Friday, June 12, 2009

“It Turns Out it’s a Musical:” I’ve Never Been So Happy Workshop Day 9


A guest blog series by Christina Gutierrez, a Ph.D. student in Performance as Public Practice at UT Austin

“I thought, ‘Oh, we could make a musical. Why couldn’t we?’ But I don’t know how to make a musical. So I sent an eight page monologue to my good friend Peter.’” Kirk told this story on the first day of the workshop last Monday, and then again on Tuesday’s KUT interview with John Aielli.  Over the course of the last nine days, that eight page monologue, which Kirk and Peter worked into a three part song in the days before the workshop started, has grown into Scene 1 of I’ve Never Been So Happy. Our process for the first scene is emblematic of our work as a whole on the project. Piece by piece, we’ve layered on singers, projections, choreography, and finally, on Thursday, an eight piece string ensemble. Turns out that eight page monologue makes for some pretty gorgeous music.

As I sat at the table I’ve commandeered as a desk next to the stage managers’ set up and watched Peter teach three scenes worth of his score to the musicians, it hit me: “Holy crap. We made a musical.” Even after being reminded of the scope of the piece on Tuesday at the podcast recording, having eight new faces in the room made the work somehow more real. To some degree, they felt like our first audience, except that this was an audience that was creating right along with us. We’d grown used to running scenes and dances to the pre-recorded mix tracks Peter played from his computer—the same ones you may have heard on Tuesday’s recording. One of the great things about working with recordings is that we can stop them at any point, start over, rewind, skip ahead, and generally use as tools to build scenes. It can be a bit difficult to feel any sense of responsibility or collaborative energy from a computer track. Not so with live musicians. We spent most of our time with the musicians running Scenes 3 and 1, syncing our choreography to their cues. I don’t think I’ve ever been more committed to wrapping myself with rope and flopping onto the floor or pulling puppets across a projector screen as I was when there were eight ridiculously talented musicians playing along with me. There’s generally a moment in every rehearsal process when it becomes clear that the product of all of the work is much greater than any individual contribution to it. Thursday was that moment for I’ve Never Been So Happy. The addition of the musicians brought a new perspective to the physical and vocal aesthetics we’ve been exploring.

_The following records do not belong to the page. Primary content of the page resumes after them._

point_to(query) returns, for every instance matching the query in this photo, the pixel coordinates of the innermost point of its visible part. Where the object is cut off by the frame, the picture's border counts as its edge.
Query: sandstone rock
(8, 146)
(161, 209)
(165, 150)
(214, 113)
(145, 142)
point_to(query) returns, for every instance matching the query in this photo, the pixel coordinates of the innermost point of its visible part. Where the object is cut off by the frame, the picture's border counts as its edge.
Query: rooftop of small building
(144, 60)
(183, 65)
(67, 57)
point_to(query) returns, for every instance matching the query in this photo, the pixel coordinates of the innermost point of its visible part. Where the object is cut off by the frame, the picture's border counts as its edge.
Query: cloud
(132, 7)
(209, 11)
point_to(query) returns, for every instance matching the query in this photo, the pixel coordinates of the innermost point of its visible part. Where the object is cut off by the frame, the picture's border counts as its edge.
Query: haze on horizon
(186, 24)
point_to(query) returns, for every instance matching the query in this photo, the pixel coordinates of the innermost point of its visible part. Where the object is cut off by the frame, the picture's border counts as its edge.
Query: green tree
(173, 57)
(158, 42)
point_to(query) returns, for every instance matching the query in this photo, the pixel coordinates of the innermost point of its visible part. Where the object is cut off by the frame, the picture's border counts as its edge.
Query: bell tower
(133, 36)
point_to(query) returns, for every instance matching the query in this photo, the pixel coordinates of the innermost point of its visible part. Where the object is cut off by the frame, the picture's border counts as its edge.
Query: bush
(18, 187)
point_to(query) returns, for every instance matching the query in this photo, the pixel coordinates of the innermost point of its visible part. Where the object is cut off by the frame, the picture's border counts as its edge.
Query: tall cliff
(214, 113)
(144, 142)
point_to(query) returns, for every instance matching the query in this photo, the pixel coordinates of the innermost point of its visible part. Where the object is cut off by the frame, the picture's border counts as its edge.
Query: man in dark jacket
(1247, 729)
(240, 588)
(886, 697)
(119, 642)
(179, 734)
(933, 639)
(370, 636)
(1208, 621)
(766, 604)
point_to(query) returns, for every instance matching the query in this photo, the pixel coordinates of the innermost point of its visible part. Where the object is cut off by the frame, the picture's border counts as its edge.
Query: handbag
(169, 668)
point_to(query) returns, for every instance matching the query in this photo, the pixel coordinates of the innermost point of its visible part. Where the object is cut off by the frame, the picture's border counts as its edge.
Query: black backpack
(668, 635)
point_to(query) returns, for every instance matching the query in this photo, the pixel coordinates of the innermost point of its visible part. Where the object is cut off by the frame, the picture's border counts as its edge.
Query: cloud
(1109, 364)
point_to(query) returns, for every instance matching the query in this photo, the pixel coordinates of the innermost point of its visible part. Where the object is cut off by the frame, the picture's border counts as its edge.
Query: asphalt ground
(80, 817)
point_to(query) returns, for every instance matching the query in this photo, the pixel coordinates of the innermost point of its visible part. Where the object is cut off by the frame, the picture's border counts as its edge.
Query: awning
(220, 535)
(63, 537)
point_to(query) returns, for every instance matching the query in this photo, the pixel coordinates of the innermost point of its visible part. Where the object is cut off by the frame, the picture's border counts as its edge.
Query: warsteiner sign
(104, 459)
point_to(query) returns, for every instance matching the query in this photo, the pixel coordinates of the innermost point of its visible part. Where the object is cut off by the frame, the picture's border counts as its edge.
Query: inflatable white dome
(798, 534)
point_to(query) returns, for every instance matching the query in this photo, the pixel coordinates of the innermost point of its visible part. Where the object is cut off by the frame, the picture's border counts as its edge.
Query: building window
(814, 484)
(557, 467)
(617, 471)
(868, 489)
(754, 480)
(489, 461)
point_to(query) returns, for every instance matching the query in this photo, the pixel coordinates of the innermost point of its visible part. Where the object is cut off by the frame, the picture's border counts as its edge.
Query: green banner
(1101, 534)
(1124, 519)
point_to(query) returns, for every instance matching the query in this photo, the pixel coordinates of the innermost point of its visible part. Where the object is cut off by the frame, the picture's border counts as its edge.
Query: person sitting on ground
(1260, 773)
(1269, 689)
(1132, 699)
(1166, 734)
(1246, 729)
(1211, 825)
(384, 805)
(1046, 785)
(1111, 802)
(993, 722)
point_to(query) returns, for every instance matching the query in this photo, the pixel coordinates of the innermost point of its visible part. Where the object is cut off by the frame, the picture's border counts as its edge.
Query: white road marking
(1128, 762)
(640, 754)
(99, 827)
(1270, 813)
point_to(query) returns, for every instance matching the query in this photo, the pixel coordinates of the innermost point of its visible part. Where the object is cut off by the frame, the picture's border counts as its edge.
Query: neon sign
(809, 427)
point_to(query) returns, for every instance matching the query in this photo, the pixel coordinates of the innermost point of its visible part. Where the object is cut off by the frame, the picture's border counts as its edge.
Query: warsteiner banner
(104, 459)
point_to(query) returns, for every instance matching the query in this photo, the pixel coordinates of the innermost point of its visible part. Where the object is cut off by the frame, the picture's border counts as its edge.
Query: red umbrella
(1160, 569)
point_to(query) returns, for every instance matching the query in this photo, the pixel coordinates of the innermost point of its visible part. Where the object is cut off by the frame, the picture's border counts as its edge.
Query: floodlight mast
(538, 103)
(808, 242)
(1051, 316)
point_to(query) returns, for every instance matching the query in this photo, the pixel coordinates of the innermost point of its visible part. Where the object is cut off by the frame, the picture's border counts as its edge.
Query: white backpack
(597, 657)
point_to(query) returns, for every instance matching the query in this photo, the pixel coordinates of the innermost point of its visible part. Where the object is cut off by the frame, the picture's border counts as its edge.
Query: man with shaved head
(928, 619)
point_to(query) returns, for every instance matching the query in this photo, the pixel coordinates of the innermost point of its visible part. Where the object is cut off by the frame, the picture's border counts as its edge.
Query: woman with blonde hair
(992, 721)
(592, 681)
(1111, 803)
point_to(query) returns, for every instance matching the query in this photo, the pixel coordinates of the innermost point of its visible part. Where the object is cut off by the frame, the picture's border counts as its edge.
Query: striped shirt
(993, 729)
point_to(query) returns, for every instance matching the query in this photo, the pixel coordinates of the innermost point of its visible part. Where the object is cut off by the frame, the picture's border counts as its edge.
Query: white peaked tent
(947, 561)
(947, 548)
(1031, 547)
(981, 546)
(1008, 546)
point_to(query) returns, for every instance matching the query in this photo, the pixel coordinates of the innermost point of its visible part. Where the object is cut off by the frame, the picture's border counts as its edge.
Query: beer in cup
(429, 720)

All of this is not to say that the musicians’ playing stopped our own. We’re still working to solidify puppet and projector choreography in Scene 1, and spent some time in the afternoon experimenting with bubbles and a rubber bat. We reconfigured some of projector positions and solidified which puppeteer is responsible for which effect. We added two more ladders for the trio, reasoning that if one giant ladder shadow was good, three would be even better. In the last few moments of the day’s work, we tried on costumes left over from the December workshop. Tomorrow, our last full day before the showing, will bring work with the musicians on Scene 5/6, and probably a few nerves.  Of course, there’ll be a few new experiments as well.